Spécialisé dans la généalogie, il possède des armoires entières de livres plus ou moins rares sur cette affaire, et de documents divers (photo de microfilms, photocopies, etc.)… Il possède environ 300 000 pièces abordant directement ou indirectement le sujet.
Il connaît toutes les thèses et faux dauphins. Il ne retient que les faits et encore les faits !
D’autre part, il possède des cheveux de Louis XVI, et de la duchesse d’Angoulême.
Après ma demande de la source de ce document Pelletan, il m’a retrouvé dans les cinq minutes les références que je recherchais.
La source est donc : La Revue rétrospective du 1er mars 1814 de Paul Cottin, aux pages 146 à 152 (les pages 147 et 148 n’existant pas).
Ce texte (Mémoire rédigé par Pelletan le 1er mai 1814 ) était dans les minutes de Me Tollu notaire à Paris en 1894.
CITATION EN PROVENANCE DU MEMOIRE PELLETAN
Ainsi s’exprime Philippe Jean Pelletan :
« On apercevra aisément que les dénominations données à l’illustre enfant étaient commandées par les circonstances. JE FUS EGALEMENT GÊNÉ PAR L’IMPOSSIBILITÉ DE DIRE que ce que nous découvrions de sa maladie était le résultat nécessaire des mauvais traitements et des peines morales auxquels l’enfant avait été en proie pendant longtemps : IL FALLUT ATTRIBUER les engorgements du ventre et autres A UN VICE SCROFULEUX, ainsi que QUELQUES AUTRES DISPOSITIONS PHYSIQUES QU’IL FALLUT TAIRE, à cause de leur connexion avec les circonstances susdites.
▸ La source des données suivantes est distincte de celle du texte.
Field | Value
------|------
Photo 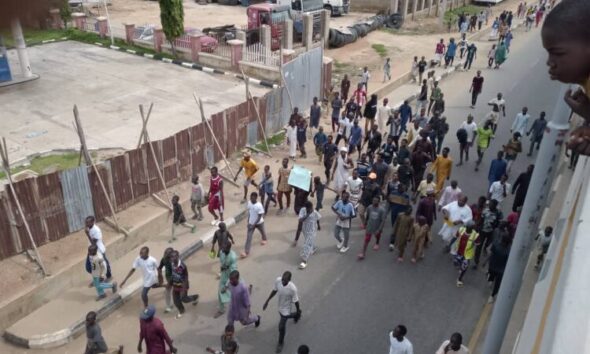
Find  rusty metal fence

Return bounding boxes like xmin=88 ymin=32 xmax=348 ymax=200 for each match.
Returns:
xmin=0 ymin=88 xmax=291 ymax=259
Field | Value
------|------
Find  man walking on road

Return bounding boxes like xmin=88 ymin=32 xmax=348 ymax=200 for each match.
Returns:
xmin=293 ymin=200 xmax=322 ymax=269
xmin=389 ymin=325 xmax=414 ymax=354
xmin=240 ymin=192 xmax=266 ymax=258
xmin=473 ymin=199 xmax=504 ymax=269
xmin=137 ymin=305 xmax=177 ymax=354
xmin=227 ymin=270 xmax=260 ymax=328
xmin=262 ymin=271 xmax=301 ymax=353
xmin=457 ymin=114 xmax=477 ymax=166
xmin=234 ymin=151 xmax=260 ymax=204
xmin=488 ymin=151 xmax=508 ymax=186
xmin=84 ymin=311 xmax=123 ymax=354
xmin=84 ymin=215 xmax=111 ymax=279
xmin=468 ymin=70 xmax=483 ymax=108
xmin=463 ymin=43 xmax=477 ymax=70
xmin=510 ymin=107 xmax=531 ymax=136
xmin=332 ymin=191 xmax=356 ymax=253
xmin=121 ymin=246 xmax=158 ymax=309
xmin=170 ymin=250 xmax=199 ymax=319
xmin=526 ymin=112 xmax=547 ymax=157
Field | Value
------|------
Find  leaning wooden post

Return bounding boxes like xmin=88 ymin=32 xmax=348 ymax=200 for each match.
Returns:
xmin=0 ymin=137 xmax=50 ymax=277
xmin=193 ymin=92 xmax=236 ymax=178
xmin=74 ymin=105 xmax=122 ymax=232
xmin=139 ymin=103 xmax=172 ymax=210
xmin=240 ymin=67 xmax=272 ymax=157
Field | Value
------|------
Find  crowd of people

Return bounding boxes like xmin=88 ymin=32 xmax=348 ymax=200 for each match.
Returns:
xmin=74 ymin=0 xmax=590 ymax=354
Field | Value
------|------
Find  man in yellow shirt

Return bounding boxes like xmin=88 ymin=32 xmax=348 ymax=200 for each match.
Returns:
xmin=430 ymin=147 xmax=453 ymax=193
xmin=414 ymin=173 xmax=436 ymax=201
xmin=234 ymin=151 xmax=258 ymax=204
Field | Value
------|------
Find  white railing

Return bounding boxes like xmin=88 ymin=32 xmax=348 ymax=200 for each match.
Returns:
xmin=242 ymin=43 xmax=281 ymax=67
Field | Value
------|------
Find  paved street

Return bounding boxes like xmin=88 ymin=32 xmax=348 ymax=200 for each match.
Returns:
xmin=5 ymin=24 xmax=558 ymax=354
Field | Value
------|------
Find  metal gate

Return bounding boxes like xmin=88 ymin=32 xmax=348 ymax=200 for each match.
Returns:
xmin=283 ymin=47 xmax=324 ymax=112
Cependant, nous devons à la vérité de certifier n’avoir reconnu aucune trace de mort violente. »
(Note : Les majuscules et le souligné sont de moi-même.)
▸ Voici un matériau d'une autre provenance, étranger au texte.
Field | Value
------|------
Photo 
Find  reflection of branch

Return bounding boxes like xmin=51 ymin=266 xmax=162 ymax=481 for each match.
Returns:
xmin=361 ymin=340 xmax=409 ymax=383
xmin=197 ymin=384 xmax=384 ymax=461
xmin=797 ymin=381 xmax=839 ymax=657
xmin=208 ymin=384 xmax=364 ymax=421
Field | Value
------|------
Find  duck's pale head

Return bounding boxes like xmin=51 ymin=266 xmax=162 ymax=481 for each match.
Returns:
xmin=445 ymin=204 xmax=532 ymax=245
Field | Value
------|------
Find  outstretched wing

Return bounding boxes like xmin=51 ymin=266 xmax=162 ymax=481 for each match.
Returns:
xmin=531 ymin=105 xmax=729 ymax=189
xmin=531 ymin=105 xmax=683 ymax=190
Ci-après, mon commentaire en 2011 à la lecture de ce passage :
C’est un scoop !
Que veut nous dire Pelletan ?
D’abord, il avoue ici, sans le dire explicitement quoiqu’en le disant tout de même, que dans son procès-verbal d’autopsie, il fait un faux sur le diagnostic de la mort de l’enfant du temple. La dernière phrase le prouve : « A partir de maintenant je dis l’entière vérité, il n’y a aucune trace de mort violente, mais avant… je raconte des histoires pour les petits enfants ! ». Il se refuse ainsi à dénoncer l’attitude et les décisions de la Convention.
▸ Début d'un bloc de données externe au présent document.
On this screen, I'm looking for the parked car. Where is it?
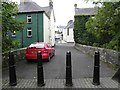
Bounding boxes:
[26,42,55,61]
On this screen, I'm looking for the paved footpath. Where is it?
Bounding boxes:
[2,77,119,90]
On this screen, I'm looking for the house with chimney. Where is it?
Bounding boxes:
[12,0,55,47]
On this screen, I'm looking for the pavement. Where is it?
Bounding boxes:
[2,77,119,90]
[0,41,120,90]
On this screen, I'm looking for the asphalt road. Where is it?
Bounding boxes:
[2,44,115,79]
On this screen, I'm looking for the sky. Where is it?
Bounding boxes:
[12,0,94,26]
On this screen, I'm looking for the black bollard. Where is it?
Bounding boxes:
[37,51,45,87]
[8,51,17,86]
[66,51,73,86]
[93,51,100,85]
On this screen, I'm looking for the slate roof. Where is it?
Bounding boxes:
[18,2,44,13]
[42,6,52,17]
[75,8,97,15]
[65,20,74,29]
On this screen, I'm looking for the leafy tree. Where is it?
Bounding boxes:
[86,2,120,49]
[2,1,24,51]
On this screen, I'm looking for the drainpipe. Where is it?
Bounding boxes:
[21,30,23,48]
[37,13,39,42]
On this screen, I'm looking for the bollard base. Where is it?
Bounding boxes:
[65,83,73,87]
[92,82,100,86]
[38,83,45,87]
[9,83,17,86]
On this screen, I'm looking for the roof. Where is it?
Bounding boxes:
[18,0,55,20]
[18,1,44,13]
[75,8,97,15]
[65,20,74,29]
[42,6,52,17]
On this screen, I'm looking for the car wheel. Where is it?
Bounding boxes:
[26,59,30,63]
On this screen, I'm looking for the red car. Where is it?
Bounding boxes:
[26,42,55,61]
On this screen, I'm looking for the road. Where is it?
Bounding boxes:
[2,44,115,79]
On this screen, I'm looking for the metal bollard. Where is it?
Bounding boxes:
[66,51,73,86]
[37,51,45,87]
[93,51,100,85]
[8,51,17,86]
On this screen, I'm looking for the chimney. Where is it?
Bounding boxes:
[74,4,77,9]
[49,0,53,7]
[20,0,32,3]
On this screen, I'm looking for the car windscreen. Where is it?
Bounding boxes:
[29,43,45,48]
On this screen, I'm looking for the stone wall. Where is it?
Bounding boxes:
[2,48,26,68]
[75,44,118,65]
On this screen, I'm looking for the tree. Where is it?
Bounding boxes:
[2,1,24,52]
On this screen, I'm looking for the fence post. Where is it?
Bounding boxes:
[66,51,73,86]
[93,51,100,85]
[8,51,17,86]
[37,51,45,87]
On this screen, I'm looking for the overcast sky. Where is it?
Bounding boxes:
[12,0,93,25]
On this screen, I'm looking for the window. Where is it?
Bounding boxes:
[12,31,16,37]
[27,15,32,23]
[67,28,69,36]
[27,28,32,37]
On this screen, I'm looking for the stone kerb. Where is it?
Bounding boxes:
[75,44,118,65]
[2,48,26,68]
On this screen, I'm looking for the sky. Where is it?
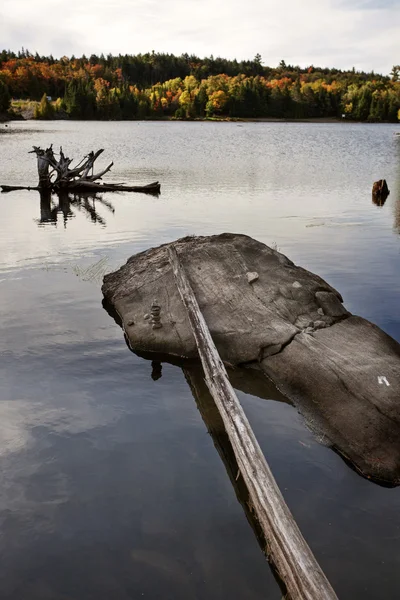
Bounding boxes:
[0,0,400,74]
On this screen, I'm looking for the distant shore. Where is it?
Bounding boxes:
[0,114,400,125]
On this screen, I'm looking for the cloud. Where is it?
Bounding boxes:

Dans la partie principale de son discours il y a 2 sujets distincts : la cause de la maladie et de la mort, et puis… une phrase sibylline sur « quelques autres dispositions qu’il fallut taire ».
Le premier sujet est, là-encore, défini de façon ambiguë. Pelletan veut-il dire que la cause de la maladie et du décès N’EST PAS la tuberculose scrofuleuse, ou bien qu’il met sur son compte des dommages collatéraux ? Je crois personnellement que la teneur et l’esprit de sa phrase indiquent qu’il a dû, par prudence et par peur aussi, diagnostiquer « un vice scrofuleux » pour « ce que nous découvrions de sa maladie » ; or dans une autopsie… on découvre les dommages de la maladie TOUTE ENTIERE !
Alors, la maladie de l’enfant du Temple… tuberculose ou pas ?
Le second sujet est encore plus mystérieux !
Quelles autres dispositions a-t-il dû taire ?
N’est-ce pas, en des termes à la fois diplomatiques, apparemment médicaux et peut-être subliminaux, l’aveu de Pelletan qu’il reconnait, par des caractères physiques, que l’enfant du Temple NE PEUT ÊTRE le Dauphin ?
Si c’est le cas, pourquoi s’acharne-t-il à vouloir faire passer le cœur qu’il possède pour celui du fils de Louis XVI ?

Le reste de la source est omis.